Amerikalılar ilk uçan bombayı geliştirmeye çalışırken İngilizler de boş durmuyordu. İngiliz fizikçi ve mucit Archibald Low, 1916 yılında “Hava Hedefi”ni tasarlamıştı. Asıl amacı zeplin düşürmek olan insansız hava aracına bu ad, Almanları şaşırtmak için verilmişti. Çünkü Almanlar da boş durmuyor, İngilizler’in bu teknolojiyi geliştirmesini her ne pahasına olursa olsun engellemeye çalışıyordu. Low, bir yıl önce Almanların iki suikast girişiminden kıl payı kurtulmuştu. İlkinde laboratuarının penceresinden içeri ateş açılmış, ikincisindeyse Alman aksanlı bir ziyaretçi, Low’a zehirli sigara ikram etmişti.

“Hava Hedefi” de savaşa yetiştirilemedi ama, geliştirilme safhasında, elektriksel olarak kumanda edilebilen ilk roket icat edildi. Bu ilk güdümlü roket, yani ilk gerçek füze, Almanların İkinci Dünya Savaşı’nda kullanacağı meşhur V-1 ve V-2 füzelerine temel teşkil edecekti.
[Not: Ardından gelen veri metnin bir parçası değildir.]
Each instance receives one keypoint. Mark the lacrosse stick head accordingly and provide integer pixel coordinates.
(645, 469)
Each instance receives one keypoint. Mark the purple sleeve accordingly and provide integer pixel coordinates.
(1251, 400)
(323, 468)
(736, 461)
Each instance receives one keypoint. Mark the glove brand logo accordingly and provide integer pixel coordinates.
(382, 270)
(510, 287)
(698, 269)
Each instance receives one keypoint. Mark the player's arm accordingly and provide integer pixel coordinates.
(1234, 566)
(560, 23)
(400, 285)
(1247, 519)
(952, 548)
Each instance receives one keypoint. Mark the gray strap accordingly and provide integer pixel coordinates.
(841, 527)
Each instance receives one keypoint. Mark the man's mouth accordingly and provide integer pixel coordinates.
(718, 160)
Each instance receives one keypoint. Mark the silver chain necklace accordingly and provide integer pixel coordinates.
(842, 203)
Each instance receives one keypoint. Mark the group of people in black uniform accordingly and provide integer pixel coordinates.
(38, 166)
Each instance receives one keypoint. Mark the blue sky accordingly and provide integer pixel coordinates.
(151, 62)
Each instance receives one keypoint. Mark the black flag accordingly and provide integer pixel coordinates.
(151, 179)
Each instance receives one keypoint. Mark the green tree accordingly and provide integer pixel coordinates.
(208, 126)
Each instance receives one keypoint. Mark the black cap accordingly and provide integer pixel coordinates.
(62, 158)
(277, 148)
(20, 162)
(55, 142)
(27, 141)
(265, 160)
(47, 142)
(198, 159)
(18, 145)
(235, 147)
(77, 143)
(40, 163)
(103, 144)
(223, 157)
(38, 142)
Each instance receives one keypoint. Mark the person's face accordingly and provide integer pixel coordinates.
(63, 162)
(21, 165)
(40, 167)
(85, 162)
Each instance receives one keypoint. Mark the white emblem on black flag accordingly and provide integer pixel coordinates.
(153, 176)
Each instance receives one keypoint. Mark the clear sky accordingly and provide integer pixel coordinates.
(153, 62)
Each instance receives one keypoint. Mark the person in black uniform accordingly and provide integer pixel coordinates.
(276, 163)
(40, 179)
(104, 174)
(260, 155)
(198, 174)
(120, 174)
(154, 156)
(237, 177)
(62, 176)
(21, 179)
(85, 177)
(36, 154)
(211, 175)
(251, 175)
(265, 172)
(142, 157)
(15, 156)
Eğer Hava Hedefi veya Curtiss-Sperry uçağı bilfiil kullanılabilseydi, muhtemelen cruise füzelerinin[v] atası olarak kabul edilecekti. Ama onlar, bu unvanı 1925’te üretilen Larynx’e[vi] kaptırdı. Bir İngiliz silahı olan Larynx, gemiden gemiye ve gemiden zepline saldırılar için tasarlanmış bir çeşit radyo kontrollü füzeydi. Birçok deneme ve birkaç isabetten sonra 1929’da bu proje de rafa kaldırıldı.

"Epic fail”

Avusturya, 1849’da Venedik’i kuşatmış, fakat Venedik’in güçlü kıyı savunması yüzünden, son darbeyi vurması beklenen kuşatma topçusu bir türlü menzile girememişti. Çaresiz kalan Avusturyalılar, Venedik’i bombalamak için gökyüzüne patlayıcı yüklü balonlar saldı. Elektrikle çalışan bomba bırakma mekanizması uzun bakır bir telle yerden kumanda edilecek, düşman mevzilerinin üzerinde devreye sokulacaktı. Fakat aniden yön değiştiren ve şiddetlenen rüzgar, balonları Avusturya kuvvetlerinin üstüne sürükledi. Kontrolden çıkan balonlar birer birer yere çarpıyor, taşıdıkları çarpma tapalı bombalar büyük gümbürtülerle patlıyordu. Venedikliler, olanları bir havai fişek gösterisi izler gibi neşeyle izledi. Şehir iki gün sonra düşse de, bunda Avusturya’nın kontrolsüz hava araçlarının etkisi tartışmalı.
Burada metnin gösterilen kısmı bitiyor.